This is the mail archive of the libc-alpha@sourceware.org mailing list for the glibc project.

Index Nav:	[Date Index] [Subject Index] [Author Index] [Thread Index]
Message Nav:	[Date Prev] [Date Next]	[Thread Prev] [Thread Next]
Other format:	[Raw text]

Re: [MTASCsft PATCH WIP5 01/33] Multi Thread, Async Signal and Async Cancel safety documentation: intro

From: Alexandre Oliva <aoliva at redhat dot com>
To: Torvald Riegel <triegel at redhat dot com>
Cc: libc-alpha at sourceware dot org, carlos at redhat dot com, mtk dot manpages at gmail dot com
Date: Fri, 22 Nov 2013 04:56:56 -0200
Subject: Re: [MTASCsft PATCH WIP5 01/33] Multi Thread, Async Signal and Async Cancel safety documentation: intro
Authentication-results: sourceware.org; auth=none
References: <20131113081059 dot 3464 dot 51385 dot stgit at frit dot home> <20131113081132 dot 3464 dot 30409 dot stgit at frit dot home> <1384859432 dot 32326 dot 364 dot camel at triegel dot csb> <orsiurva0g dot fsf at livre dot home> <1384956325 dot 3152 dot 591 dot camel at triegel dot csb> <orhab6t6m8 dot fsf at livre dot home> <1385051174 dot 3152 dot 1637 dot camel at triegel dot csb>

On Nov 21, 2013, Torvald Riegel <triegel@redhat.com> wrote:

> On Thu, 2013-11-21 at 08:02 -0200, Alexandre Oliva wrote:
>> On Nov 20, 2013, Torvald Riegel <triegel@redhat.com> wrote:
>> 
>> > What about linking statically and using LTO?

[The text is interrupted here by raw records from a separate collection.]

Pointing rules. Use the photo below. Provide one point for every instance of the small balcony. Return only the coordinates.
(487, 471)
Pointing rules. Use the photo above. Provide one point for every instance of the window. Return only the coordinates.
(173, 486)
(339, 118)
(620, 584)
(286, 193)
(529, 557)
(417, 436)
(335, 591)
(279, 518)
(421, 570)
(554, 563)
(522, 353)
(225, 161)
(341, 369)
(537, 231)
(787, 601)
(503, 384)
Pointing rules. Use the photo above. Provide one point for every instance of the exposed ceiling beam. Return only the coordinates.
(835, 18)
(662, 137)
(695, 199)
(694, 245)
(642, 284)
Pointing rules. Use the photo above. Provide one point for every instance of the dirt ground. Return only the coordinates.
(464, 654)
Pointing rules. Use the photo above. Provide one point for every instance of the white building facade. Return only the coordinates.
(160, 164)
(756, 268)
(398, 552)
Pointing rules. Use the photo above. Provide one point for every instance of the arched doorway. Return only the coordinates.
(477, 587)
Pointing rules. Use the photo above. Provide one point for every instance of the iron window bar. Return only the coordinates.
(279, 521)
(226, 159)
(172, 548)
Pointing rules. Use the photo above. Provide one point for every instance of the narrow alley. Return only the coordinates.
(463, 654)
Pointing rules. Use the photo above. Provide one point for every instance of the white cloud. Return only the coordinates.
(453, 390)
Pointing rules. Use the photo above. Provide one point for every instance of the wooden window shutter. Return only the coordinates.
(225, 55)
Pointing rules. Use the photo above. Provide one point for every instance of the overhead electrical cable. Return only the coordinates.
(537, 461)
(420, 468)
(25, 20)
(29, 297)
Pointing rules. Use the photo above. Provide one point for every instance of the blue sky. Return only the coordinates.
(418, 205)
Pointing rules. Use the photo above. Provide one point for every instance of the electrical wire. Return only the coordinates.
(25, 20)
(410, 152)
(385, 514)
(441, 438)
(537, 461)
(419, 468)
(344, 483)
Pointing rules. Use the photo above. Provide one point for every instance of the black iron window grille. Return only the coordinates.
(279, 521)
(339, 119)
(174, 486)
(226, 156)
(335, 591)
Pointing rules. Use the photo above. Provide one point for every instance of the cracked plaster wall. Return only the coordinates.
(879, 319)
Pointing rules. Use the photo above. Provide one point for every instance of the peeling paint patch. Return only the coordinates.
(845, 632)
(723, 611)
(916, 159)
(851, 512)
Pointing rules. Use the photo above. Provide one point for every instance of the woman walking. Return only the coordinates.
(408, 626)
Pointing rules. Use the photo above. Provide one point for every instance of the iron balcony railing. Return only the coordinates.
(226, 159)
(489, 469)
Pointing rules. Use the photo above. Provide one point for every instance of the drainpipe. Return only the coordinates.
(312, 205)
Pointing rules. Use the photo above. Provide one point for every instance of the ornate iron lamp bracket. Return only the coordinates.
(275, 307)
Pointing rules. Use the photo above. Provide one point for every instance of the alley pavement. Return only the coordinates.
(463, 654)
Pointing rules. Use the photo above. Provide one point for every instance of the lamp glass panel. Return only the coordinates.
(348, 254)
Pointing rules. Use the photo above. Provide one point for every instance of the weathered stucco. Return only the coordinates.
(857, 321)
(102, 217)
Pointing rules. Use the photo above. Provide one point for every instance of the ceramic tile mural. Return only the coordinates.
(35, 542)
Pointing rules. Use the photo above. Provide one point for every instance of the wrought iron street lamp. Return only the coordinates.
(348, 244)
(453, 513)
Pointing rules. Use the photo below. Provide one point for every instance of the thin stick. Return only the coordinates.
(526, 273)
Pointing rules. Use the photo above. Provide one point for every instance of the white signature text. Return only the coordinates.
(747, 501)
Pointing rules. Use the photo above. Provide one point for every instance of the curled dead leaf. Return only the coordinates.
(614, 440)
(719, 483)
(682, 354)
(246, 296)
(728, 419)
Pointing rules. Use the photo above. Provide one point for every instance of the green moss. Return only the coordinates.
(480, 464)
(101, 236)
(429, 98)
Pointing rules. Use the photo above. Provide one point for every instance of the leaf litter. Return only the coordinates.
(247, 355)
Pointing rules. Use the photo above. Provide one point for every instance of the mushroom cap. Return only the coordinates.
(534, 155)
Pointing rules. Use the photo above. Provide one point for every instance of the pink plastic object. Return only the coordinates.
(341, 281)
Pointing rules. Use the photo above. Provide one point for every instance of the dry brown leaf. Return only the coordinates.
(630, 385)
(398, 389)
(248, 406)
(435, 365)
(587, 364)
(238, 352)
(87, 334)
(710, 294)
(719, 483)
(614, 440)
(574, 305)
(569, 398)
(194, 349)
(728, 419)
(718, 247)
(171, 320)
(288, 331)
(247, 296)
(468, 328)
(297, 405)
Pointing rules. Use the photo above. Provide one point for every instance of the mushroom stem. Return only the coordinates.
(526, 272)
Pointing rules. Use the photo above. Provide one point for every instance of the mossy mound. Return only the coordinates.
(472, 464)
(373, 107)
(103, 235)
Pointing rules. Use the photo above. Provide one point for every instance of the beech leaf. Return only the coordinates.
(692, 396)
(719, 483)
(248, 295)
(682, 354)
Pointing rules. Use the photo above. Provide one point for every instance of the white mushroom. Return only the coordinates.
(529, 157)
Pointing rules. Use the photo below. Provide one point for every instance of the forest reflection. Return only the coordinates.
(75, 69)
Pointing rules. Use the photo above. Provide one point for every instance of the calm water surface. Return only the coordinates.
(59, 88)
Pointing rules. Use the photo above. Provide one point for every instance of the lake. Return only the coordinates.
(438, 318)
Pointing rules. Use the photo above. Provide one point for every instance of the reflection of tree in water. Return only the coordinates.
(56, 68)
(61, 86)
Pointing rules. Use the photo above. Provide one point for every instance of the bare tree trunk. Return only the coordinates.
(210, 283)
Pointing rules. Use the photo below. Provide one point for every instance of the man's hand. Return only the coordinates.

>> That's something I'd considered at some point, before concluding that a
>> lot of code in glibc just wasn't suited for this sort of use.

> But that would be a limitation of the current glibc implementation, and
> not an inherent property of any glibc implementation, right?

Yup.  My assignment was to audit our implementation and document
thread-safety properties in it.

> IOW, it would be preferable to give such cases an "incorrectsync" tag
> or similar

For this situation, I'd use xguargs, although I wouldn't mark feof as
MT-Unsafe, because, well, it really isn't; it's combining it with other
calls in MT-Unsafe ways that would be, and one way to perform such
combination is to perform this sort of unexpected inlining that LTO on a
static glibc might end up performing.

> Either case, I think we should state that data races can lead to
> undefined behavior

s/can lead to/are/ :-)

>> A number of very small functions (feof comes to mind) are safe in
>> spite of avoiding synchronization primitives because we assume they
>> won't be inlined.  What makes them safe currently is their single
>> access to a single word;

> I wouldn't say that they are safe.  First, what non-inlining gives us is
> that we get a (hopefully) high likelihood that the code that the
> compiler will generate is similar to the code it would generate for an
> atomic access with relaxed memory order.  Having this high likelihood
> might be fine for now, but I think it would be better to change this to
> atomic memory accesses eventually.

I agree.  But it doesn't follow from this that they are not safe as they
are, does it?  Now let's see whether the second argument accomplishes
that...

> Second, accesses with relaxed memory order are often not sufficient to
> produce sequential consistency.  Thus, on weak-memory-model
> architectures, we can't anymore guarantee equivalence of a
> multi-threaded execution of MT-Safe functions to some sequential
> execution of the same functions; we just don't get a total order that
> programmers can reason more easily about.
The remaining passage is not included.